Performance, it must be said, is not the IdeaPad 330S’ strong suit if it’s bought with this exact specification. This unit on review has an eighth-generation dual-core Intel Core i3-8130U processor (clocking at 2.20GHz). It’s equipped with 4GB of RAM. Storage is taken care of by a 1TB hard drive on this device. The laptop can be bought with other storage options, which include a 2TB hard drive, a PCIe SSD with up to 256GB of capacity, or a combination of both. The graphics on-board are handled by an integrated Intel UHD Graphics 620 chip. Other options are a dedicated AMD Radeon 535 or an AMD Radeon 540 graphics card.
Surprisingly, the IdeaPad 330S scored remarkably good numbers in the benchmark tests. On PCMark 8’s Creative, Home, and Work tests, it attained a score higher than that of the ASUS Vivobook UX507. It was the same case with tests run on PCMark 10 and Cinebench.

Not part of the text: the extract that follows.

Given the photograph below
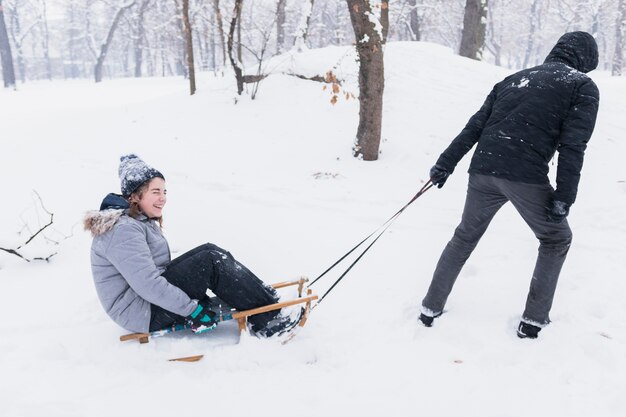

While things like booting, application launches, and everyday tasks happen without too much fuss, clicking on certain desktop elements stupefies the device at times. Clicking on the Windows Start button, or opening an instance of File Explorer, or even simply hovering over a tray icon on the taskbar while working on an application, can, more often than not, cause the computer to go cold for several seconds. Web browsing on Chrome or Firefox is an easy affair if you open fewer than fifteen tabs and have the patience of an oyster. Else, it could prove to be a little trying. Games are best avoided on this model, unless it’s a very lightweight platformer. Window animations worked well during my time with it, but there were a few instances when text boxes filled up with text a good second or two after typing into them.
To summarise performance on this machine, I’d say opt for a model with 8GB of RAM and you should be left with plenty of memory for fat Windows and his friends, your favourite browser, and your spreadsheets and documents.
Writing and looking up websites for reference while listening to soft music, an activity that involves running about fifteen Chrome tabs, an email client, OneNote, and WordWeb simultaneously, made the battery drop from 100 percent to 58 percent in a span of one and a half hours. Eventually the battery dropped from 58 percent to 38 percent in an hour with more moderate usage. Throughout the time, the display brightness bar was halfway up, WiFi and Bluetooth were left on, and the keyboard lights were on at low brightness.
A total time of five hours is what one can expect from the IdeaPad 330S’s battery when it’s fully charged, which for a laptop of this price range, is not bad. Expectedly, the battery drained more quickly when I was installing applications on the computer than when I was just typing and listening to some music. Disabling Bluetooth and the keyboard lights and turning the display brightness down should give you more time than five hours when going unplugged.
The Lenovo IdeaPad 330S is a modern computer that looks classy and unpretentious. It’s slimmer than its predecessor by nearly 4mm, pushing it deeper into the thin-and-light laptop category.
While the IdeaPad 330S can be appreciated for its sturdy metallic build and overall maturity in design, its non-glossy bright and colourful Full HD display, decent battery life, and its precise touchpad and keyboard, it cannot be called a hero for its performance. Supposing it wasn’t limited to just its Intel Core i3 processor, 4GB of RAM, and integrated graphics, it might have fared better on the performance front too. It’s otherwise a laptop worth getting for its reasonable price of Rs 35,990.